In unserer digitalen Reihe "Abgestaubt. Neues aus der Sammlung" stellen wir gefundene Schätze unserer Depots vor. Auch Neuanschaffungen und lieb gewonnene Stücke bekommen hier ihre Plattform.
Philipp Melanchthon gehörte im 16. Jahrhundert zu den eifrigsten Förderern von Astronomie und Astrologie. In zahlreichen Reden, Briefen und sogar Gedichten setzte er sich für das Studium der Sterne ein.
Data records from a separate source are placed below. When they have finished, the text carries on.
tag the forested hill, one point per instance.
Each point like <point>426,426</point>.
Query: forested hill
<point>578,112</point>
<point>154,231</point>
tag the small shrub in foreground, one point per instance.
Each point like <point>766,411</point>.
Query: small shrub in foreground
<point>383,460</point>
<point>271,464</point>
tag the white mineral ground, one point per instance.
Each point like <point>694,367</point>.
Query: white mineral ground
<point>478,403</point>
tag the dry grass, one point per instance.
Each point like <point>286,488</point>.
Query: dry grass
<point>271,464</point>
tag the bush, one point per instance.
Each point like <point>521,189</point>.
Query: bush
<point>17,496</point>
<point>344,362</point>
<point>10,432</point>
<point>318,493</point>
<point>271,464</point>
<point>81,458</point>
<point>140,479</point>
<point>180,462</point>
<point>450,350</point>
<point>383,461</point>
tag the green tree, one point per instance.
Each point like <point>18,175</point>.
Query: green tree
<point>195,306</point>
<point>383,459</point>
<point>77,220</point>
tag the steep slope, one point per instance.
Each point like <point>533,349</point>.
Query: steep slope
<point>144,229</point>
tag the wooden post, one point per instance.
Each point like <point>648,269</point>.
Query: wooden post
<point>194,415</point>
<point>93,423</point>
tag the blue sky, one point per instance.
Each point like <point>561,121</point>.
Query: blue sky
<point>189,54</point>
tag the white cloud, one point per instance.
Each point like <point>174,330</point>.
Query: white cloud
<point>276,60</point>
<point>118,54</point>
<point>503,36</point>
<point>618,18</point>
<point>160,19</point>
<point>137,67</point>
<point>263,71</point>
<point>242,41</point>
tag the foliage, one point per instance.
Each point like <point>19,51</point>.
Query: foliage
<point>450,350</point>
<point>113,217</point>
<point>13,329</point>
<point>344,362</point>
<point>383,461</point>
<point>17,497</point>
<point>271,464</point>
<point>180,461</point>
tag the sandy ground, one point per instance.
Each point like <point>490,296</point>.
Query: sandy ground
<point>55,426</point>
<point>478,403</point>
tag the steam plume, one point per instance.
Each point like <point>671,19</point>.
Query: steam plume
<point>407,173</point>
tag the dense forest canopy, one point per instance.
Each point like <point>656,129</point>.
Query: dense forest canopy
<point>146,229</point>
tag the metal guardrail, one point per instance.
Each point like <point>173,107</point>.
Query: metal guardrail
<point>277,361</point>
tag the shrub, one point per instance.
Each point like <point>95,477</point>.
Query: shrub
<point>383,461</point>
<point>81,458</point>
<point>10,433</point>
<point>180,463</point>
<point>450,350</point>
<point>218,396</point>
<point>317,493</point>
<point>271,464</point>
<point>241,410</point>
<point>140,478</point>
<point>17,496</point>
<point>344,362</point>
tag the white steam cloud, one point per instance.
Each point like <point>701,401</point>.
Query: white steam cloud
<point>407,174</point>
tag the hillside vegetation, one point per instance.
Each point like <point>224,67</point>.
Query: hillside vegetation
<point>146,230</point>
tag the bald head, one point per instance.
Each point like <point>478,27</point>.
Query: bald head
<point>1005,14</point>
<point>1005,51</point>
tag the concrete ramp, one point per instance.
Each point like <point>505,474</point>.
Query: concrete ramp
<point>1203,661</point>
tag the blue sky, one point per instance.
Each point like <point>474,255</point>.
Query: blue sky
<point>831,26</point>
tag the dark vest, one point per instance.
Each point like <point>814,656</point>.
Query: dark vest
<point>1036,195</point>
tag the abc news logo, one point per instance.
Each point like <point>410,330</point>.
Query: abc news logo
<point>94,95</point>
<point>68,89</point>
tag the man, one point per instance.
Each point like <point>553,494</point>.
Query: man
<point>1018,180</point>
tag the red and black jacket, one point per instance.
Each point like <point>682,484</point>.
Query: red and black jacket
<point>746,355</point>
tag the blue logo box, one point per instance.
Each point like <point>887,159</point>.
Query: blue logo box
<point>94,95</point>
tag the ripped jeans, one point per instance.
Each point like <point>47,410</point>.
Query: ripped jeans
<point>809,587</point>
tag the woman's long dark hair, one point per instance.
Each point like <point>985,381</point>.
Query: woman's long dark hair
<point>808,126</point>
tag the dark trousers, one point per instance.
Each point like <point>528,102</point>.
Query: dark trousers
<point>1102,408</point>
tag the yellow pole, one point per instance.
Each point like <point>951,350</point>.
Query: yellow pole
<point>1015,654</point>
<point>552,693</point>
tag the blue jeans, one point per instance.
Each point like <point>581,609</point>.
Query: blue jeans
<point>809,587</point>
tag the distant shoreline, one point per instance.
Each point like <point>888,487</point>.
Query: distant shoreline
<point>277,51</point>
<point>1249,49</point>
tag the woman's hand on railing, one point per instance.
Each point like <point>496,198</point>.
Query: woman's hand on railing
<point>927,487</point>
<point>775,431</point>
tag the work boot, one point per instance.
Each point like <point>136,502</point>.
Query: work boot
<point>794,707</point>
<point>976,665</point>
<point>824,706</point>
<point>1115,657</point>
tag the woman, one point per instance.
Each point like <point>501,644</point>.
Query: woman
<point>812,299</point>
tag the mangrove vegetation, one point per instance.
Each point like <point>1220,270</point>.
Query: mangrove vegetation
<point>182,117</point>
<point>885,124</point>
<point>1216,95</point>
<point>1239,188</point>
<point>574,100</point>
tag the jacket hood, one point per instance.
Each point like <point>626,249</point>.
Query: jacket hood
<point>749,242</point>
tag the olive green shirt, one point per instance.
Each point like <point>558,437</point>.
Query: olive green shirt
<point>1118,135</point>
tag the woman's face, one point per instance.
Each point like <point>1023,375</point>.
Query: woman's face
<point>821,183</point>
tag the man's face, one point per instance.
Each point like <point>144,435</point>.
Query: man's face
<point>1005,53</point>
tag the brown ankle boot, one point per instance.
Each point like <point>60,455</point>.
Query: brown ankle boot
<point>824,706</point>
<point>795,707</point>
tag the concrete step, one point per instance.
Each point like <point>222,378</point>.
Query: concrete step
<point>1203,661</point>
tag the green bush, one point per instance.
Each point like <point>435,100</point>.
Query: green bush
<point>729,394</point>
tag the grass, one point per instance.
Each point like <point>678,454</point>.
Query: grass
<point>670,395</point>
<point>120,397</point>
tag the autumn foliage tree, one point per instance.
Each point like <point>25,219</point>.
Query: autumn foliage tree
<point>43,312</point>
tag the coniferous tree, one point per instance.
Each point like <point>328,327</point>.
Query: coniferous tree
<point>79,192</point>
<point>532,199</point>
Wer die Erscheinungen am Himmel verstehe, erkenne darin den Schöpferwillen Gottes. Deshalb beschäftigte er sich intensiv mit Planeten und Kometen sowie mit Sonnen- und Mondfinsternissen. Am 1. Januar 1554 beobachtete er in Wittenberg ein eindrucksvolles Himmelsschauspiel nämlich zwei Nebensonnen. Auch in der Nähe von Mansfeld, so berichtet er, sei dies aufgetreten.
Was Melanchthon Nebensonnen nannte, bezeichnen wir heute als Halo-Erscheinungen: Dabei treten aufgrund von Lichtbrechungen durch Eiskristalle in der Atmosphäre links und rechts der Sonne Lichteffekte auf, die wie zwei zusätzliche Sonnen erscheinen. Zu den oftmals in Regenbogenfarben leuchtenden Lichtflecken kommen manchmal noch leuchtende Halbbögen und Horizontallinien hinzu. Waren Nebensonnen besonders deutlich zu sehen, wurden sie in der Vergangenheit oft als Vorzeichen gedeutet. So etwa während der englischen Rosenkriege, wo sie 1461 den Sieg des Hauses York ankündigten, oder 1536 in Stockholm, wo sie als schlechtes Omen gegen die Herrschaft Gustav Wasas angeführt wurden. In reformationszeitlichen Flugblättern wurden häufig Nebensonnen abgebildet, die als Anzeichen für das kommende Weltende galten. Melanchthon erhielt von seinen Briefpartnern regelmäßig Mitteilungen über Nebensonnen. Von der Halo-Erscheinung vom 1. Januar 1554 war bislang nichts bekannt.
Wir freuen uns, dass wir als Stiftung Luthergedenkstätten diese bisher unbekannte Aufzeichnung Melanchthons erworben haben, aus der wir nun erstmals von dieser Himmelserscheinung über Wittenberg und Mansfeld erfahren.